The Quest

Imagine that one day, billionaire Steve Ballmer invites you to join his mission. Before you can sign on, he poses a challenge:

“I am thinking of an integer between 1 and 100. You must guess the number. After each guess, I will tell you if my number is higher or lower. Each guess costs you $1. You must keep playing until you get it right.” 1

The question is: How much money should Steve expect to get from you on average?

Take a Deep Breath

…and ponder the implications of an adversary who wants you to lose.

A Simpler Problem: n=3

Let’s start with only 3 numbers. What is the expected number of questions?

Case 1: The Honest Randomizer

If we assume Steve picks a number \((1, 2, \text{ or } 3)\) uniformly at random, our best strategy is to guess 2.

  • If correct (1/3 probability): 1 guess.
  • If incorrect (2/3 probability): 2 guesses (since the “higher/lower” hint reveals the remaining number).

The Expected Value is:

\[E_v = 1 \cdot P(\text{1st try}) + 2 \cdot P(\text{2nd try})\] \[E_v = 1 \cdot \left(\frac{1}{3}\right) + 2 \cdot \left(\frac{2}{3}\right) = \frac{5}{3} \approx 1.667\]

Case 2: The Tricky Adversary

Steve didn’t become a billionaire by playing fair. If he knows you will always pick 2 first, he will avoid picking it. Instead, he can pick 1 or 3, forcing you to always pay $2. In this scenario, your \(E_v\) against his best response becomes 2.0.

Nash Equilibrium

For the 3-number game, the optimal strategies for both players are probabilistic (mixed strategies).

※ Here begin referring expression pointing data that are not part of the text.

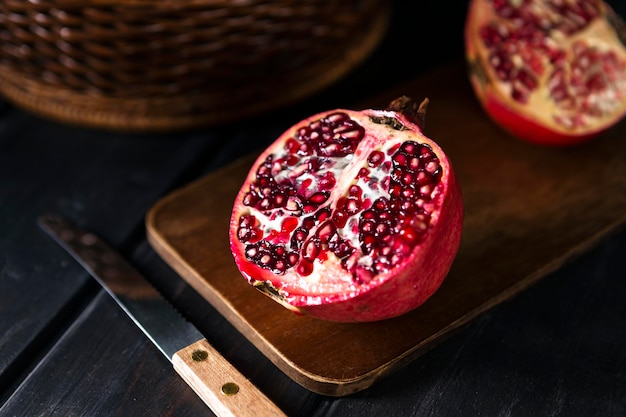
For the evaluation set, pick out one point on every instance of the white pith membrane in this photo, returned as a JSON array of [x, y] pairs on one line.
[[571, 72], [327, 277]]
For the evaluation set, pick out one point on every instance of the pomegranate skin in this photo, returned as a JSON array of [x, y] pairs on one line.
[[330, 292], [542, 55], [420, 277], [526, 128]]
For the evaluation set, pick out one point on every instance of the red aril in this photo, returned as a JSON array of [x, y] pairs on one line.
[[349, 216], [550, 72]]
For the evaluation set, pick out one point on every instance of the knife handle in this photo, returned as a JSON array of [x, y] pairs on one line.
[[220, 385]]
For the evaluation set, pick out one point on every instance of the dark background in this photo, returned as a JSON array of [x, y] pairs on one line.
[[66, 350]]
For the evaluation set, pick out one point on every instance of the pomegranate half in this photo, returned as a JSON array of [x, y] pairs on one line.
[[349, 216], [551, 72]]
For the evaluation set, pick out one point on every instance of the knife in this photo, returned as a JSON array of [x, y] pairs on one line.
[[224, 389]]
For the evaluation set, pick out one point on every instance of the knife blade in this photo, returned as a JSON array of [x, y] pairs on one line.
[[216, 381]]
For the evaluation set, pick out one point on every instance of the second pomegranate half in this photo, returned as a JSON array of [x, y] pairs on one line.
[[550, 72], [350, 216]]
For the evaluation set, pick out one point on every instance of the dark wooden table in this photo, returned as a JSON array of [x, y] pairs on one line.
[[558, 348]]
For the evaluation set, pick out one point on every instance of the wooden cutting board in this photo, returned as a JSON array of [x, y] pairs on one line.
[[528, 210]]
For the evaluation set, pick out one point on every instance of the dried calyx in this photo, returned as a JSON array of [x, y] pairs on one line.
[[343, 203]]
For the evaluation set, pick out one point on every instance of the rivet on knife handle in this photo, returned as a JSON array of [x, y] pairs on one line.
[[224, 389], [219, 384]]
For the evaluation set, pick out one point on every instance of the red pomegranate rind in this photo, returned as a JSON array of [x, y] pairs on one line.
[[349, 216], [549, 72]]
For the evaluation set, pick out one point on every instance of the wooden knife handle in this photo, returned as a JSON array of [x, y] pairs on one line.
[[220, 385]]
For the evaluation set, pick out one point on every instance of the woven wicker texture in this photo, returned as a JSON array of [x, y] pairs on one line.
[[142, 65]]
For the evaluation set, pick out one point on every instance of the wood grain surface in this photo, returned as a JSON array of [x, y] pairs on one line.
[[528, 210]]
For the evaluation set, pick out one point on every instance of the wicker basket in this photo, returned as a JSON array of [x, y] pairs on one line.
[[148, 65]]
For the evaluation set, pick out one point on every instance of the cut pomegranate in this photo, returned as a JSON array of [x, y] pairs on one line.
[[350, 215], [549, 71]]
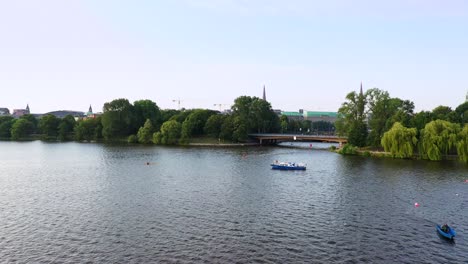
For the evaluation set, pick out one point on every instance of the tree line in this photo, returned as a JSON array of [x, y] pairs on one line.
[[374, 119], [144, 122]]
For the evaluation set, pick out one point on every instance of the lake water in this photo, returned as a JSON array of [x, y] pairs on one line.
[[94, 203]]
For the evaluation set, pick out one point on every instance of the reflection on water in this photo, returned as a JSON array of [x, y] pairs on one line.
[[74, 203]]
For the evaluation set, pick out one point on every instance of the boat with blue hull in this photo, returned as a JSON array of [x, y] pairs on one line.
[[447, 232], [288, 166]]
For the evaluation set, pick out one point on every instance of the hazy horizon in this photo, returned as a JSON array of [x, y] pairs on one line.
[[64, 55]]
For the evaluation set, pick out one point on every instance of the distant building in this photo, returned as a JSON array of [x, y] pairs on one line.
[[4, 112], [64, 113], [316, 116], [20, 112], [293, 115]]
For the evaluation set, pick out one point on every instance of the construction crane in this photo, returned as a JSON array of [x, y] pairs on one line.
[[178, 102], [220, 106]]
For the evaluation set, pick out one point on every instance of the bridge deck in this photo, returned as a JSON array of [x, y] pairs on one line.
[[275, 138]]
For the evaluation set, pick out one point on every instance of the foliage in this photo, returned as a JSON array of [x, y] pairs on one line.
[[462, 112], [194, 123], [33, 121], [421, 119], [462, 144], [21, 128], [144, 110], [214, 124], [89, 129], [132, 139], [145, 133], [284, 123], [400, 141], [351, 119], [437, 139], [253, 115], [348, 149], [445, 113], [48, 126], [169, 134], [118, 119], [357, 135], [6, 122], [66, 127]]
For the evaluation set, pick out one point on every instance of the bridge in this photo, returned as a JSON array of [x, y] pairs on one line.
[[268, 139]]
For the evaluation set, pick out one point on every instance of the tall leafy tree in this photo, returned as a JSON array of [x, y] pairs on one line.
[[6, 123], [118, 119], [66, 127], [445, 113], [147, 109], [194, 123], [21, 128], [462, 144], [169, 134], [145, 133], [351, 119], [462, 112], [437, 139], [89, 129], [400, 141], [214, 124], [48, 126]]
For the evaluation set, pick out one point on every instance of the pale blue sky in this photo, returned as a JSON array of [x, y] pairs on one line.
[[57, 54]]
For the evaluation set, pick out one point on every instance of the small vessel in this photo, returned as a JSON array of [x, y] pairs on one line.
[[288, 166], [449, 233]]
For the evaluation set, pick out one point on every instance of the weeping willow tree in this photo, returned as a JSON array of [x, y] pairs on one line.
[[437, 139], [462, 144], [400, 141]]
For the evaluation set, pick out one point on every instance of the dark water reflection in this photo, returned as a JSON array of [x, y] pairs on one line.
[[73, 203]]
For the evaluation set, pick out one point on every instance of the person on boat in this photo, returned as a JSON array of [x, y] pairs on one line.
[[445, 228]]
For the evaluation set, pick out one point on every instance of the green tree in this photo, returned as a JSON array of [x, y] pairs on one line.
[[253, 115], [48, 126], [421, 119], [214, 124], [437, 139], [145, 133], [351, 119], [21, 128], [6, 123], [445, 113], [87, 130], [118, 119], [284, 123], [33, 121], [194, 123], [169, 134], [400, 141], [462, 112], [462, 144], [147, 109], [66, 127]]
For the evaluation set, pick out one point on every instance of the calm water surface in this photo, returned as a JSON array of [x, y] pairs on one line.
[[92, 203]]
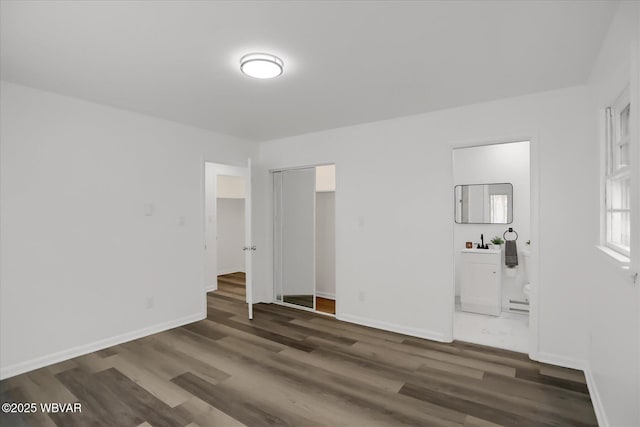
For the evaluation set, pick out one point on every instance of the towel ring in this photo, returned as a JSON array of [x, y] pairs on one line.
[[510, 230]]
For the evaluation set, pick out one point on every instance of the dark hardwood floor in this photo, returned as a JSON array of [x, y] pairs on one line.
[[297, 368]]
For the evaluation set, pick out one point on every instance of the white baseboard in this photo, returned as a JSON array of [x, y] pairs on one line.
[[326, 295], [392, 327], [562, 361], [598, 408], [50, 359]]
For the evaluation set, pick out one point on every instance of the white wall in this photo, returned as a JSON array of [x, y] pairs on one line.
[[326, 178], [496, 164], [81, 263], [230, 228], [394, 212], [325, 244], [613, 300], [230, 187]]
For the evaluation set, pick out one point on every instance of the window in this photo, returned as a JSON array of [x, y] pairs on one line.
[[618, 175]]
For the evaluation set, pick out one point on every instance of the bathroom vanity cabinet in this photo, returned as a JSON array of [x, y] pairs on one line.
[[481, 281]]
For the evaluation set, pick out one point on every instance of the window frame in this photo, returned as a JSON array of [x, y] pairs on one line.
[[615, 169]]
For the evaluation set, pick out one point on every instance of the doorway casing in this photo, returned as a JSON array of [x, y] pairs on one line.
[[211, 171], [534, 271]]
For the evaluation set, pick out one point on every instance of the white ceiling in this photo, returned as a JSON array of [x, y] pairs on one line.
[[345, 62]]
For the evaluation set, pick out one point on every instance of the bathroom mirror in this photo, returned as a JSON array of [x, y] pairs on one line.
[[484, 203]]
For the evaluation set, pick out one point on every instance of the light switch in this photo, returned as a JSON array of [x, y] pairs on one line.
[[149, 209]]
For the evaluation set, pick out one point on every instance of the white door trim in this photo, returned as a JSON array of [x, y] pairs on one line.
[[230, 170], [534, 271]]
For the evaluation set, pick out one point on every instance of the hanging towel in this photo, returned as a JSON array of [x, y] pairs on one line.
[[510, 254]]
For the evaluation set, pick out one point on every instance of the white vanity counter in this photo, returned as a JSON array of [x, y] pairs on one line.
[[481, 281]]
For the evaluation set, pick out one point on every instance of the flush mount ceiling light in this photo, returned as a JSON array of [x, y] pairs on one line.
[[261, 65]]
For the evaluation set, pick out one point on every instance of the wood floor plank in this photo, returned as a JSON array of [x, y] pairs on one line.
[[98, 402], [152, 409], [234, 404], [292, 367], [163, 390]]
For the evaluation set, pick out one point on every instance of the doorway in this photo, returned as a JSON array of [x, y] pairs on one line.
[[228, 247], [304, 238], [494, 238]]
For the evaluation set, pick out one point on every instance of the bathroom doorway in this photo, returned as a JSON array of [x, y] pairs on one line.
[[493, 229], [304, 238]]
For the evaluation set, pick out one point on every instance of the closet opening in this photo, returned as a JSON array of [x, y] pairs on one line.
[[304, 238]]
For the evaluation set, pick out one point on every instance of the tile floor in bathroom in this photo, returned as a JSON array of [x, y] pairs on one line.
[[510, 331]]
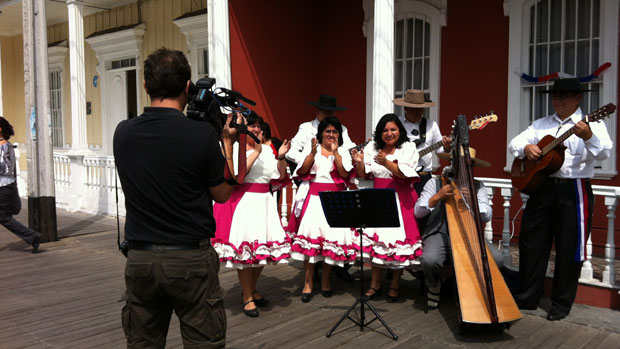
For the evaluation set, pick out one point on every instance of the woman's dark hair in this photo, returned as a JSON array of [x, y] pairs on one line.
[[266, 130], [252, 118], [166, 73], [379, 143], [329, 120], [7, 128]]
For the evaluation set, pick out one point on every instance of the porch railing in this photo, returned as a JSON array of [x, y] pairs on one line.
[[86, 183]]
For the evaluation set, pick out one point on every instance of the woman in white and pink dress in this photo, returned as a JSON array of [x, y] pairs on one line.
[[390, 160], [325, 167], [249, 234]]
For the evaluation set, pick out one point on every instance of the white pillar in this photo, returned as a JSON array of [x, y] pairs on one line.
[[219, 42], [78, 81], [383, 59]]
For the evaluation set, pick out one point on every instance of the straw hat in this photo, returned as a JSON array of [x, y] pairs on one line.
[[414, 99], [472, 153]]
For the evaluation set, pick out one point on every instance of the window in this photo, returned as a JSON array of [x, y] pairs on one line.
[[570, 37], [203, 62], [564, 37], [411, 56], [55, 84]]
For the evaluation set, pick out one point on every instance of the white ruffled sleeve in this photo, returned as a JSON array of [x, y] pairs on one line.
[[408, 159]]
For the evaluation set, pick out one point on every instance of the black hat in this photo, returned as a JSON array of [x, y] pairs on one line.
[[566, 85], [327, 102]]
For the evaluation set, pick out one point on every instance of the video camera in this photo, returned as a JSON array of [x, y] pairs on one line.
[[206, 104]]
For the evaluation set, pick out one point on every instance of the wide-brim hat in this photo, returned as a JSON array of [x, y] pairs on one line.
[[413, 99], [327, 102], [472, 153], [566, 85]]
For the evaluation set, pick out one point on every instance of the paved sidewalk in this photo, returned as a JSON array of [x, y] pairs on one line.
[[68, 296]]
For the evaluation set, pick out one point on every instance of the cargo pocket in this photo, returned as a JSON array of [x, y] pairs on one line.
[[217, 316], [185, 280]]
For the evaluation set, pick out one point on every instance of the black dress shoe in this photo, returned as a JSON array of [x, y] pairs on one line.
[[343, 274], [392, 299], [306, 297], [35, 243], [555, 314], [261, 302], [251, 312], [376, 293]]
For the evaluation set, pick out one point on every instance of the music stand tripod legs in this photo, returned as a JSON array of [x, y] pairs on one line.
[[361, 300]]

  • Steve’s Strategy: To maximize your cost, Steve should pick 1 and 3 with 40% probability each, and 2 only 20% of the time.
  • Your Strategy: To minimize your loss, you should guess 2 60% of the time, and 1 or 3 20% of the time each.

Under these optimal conditions, the game settles at a value of $1.80 per game. This is the Nash Equilibrium; neither player can improve their outcome by changing their strategy alone.

Solving with Linear Programming

We can model this zero-sum game using a payoff matrix \(A\), where Steve (player 1) chooses rows \(x\) and you (player 2) choose columns \(y\).

The objective is to find:

\[\min_y \max_x (x^T A y) \quad \text{subject to} \quad B x = b, \quad Cy = c, \quad x,y \ge 0\]

This can be transformed into a standard Linear Programming (LP) problem: 2

\[\max (c'z) \quad \text{subject to} \quad Bx = b, \quad C'z \le A'x\]

From Game Tree to Game Graph

The Explosion of Trees

For a 3-number game, the strategy tree is manageable. As \(n\) grows, the number of possible strategy paths in game tree blows up exponentially, making \(n=100\) impossible to solve as a raw tree.

The DAG

We can reduce the state space by recognizing that the game is a Directed Acyclic Graph (DAG). A strategy for guessing a range \([a, b]\) does not depend on how you narrowed it down to that range.

The resulting game graph is a “folded” game tree once the tree is converted into sequence form.2

  • Nodes: Represented as \((a, b)\), the remaining range. There are \(O(n^2)\) such nodes.
  • Edges: Represented as \((a, b, m)\), where \(m\) is the number you guess from strategy\((a, b)\). There are \(O(n^3)\) such vertices.

Constraints are written for each node such that the sum of incoming vertices equals the sum of outgoing vertices. The sum of root strategies is 1.

Payout matrix: \(A\) is constructed such that column \(j\) corresponds to the index \((a,b,k)\). We have \(A_{s,j} = 1\) when \(s\) is the number Steve picked, provided \(a \le s \le b\). When \(s\) is outside the closed interval \([a,b]\), we have \(A_{s,j} = 0\).

Result

We can further reduce the game graph by encoding symmetries. For a game of size \(n\) (indexed from \(0\) to \(n−1\)), the value at vertex \((a,b,k)\) is identical to the value at vertex \((n−1−b,n−1−a,n−1−k)\). From Steve’s perspective, the probability of picking number x is equal to the probability of picking number \((n−1)−x\). Encoding these symmetries significantly reduces the number of variables the LP solver must handle.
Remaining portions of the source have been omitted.